Prima o poi tornerai
in Italia, cosa ti porterai dietro da questa, seppur ancora breve, esperienza
spagnola? “Il mio modo di pensare su
molti aspetti è cambiato, sono sicuramente un allenatore diverso, oggi darei più
importanza all’individuo e non al collettivo.

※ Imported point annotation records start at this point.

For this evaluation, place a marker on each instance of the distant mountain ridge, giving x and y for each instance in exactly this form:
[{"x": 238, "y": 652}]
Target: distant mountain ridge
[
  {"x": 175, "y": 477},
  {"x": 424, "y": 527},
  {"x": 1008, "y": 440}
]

Qui per me è un punto di
partenza, voglio proseguire qui la mia crescita professionale”.
Se ci fossero alcuni
tuoi giovani colleghi in bilico tra l’accettare o il rinunciare alla sfida che
hai intrapreso tu qualche mese fa come li convinceresti? “Non è mai facile lasciare, ogni scelta è
prettamente personale, chi insegue un sogno non ha bisogno di consigli”.
Lontano dalle ore che dedichi agli allenamenti quali sono le cose che ti mancano di Vasto e dell’Italia? “Siviglia è una città fantastica ma la famiglia è la cosa che più mi manca, poi sembrerà ripetitivo ma anche il cibo italiano è una mancanza che si fa sentire, l’Italia da questo punto di vista è unica”.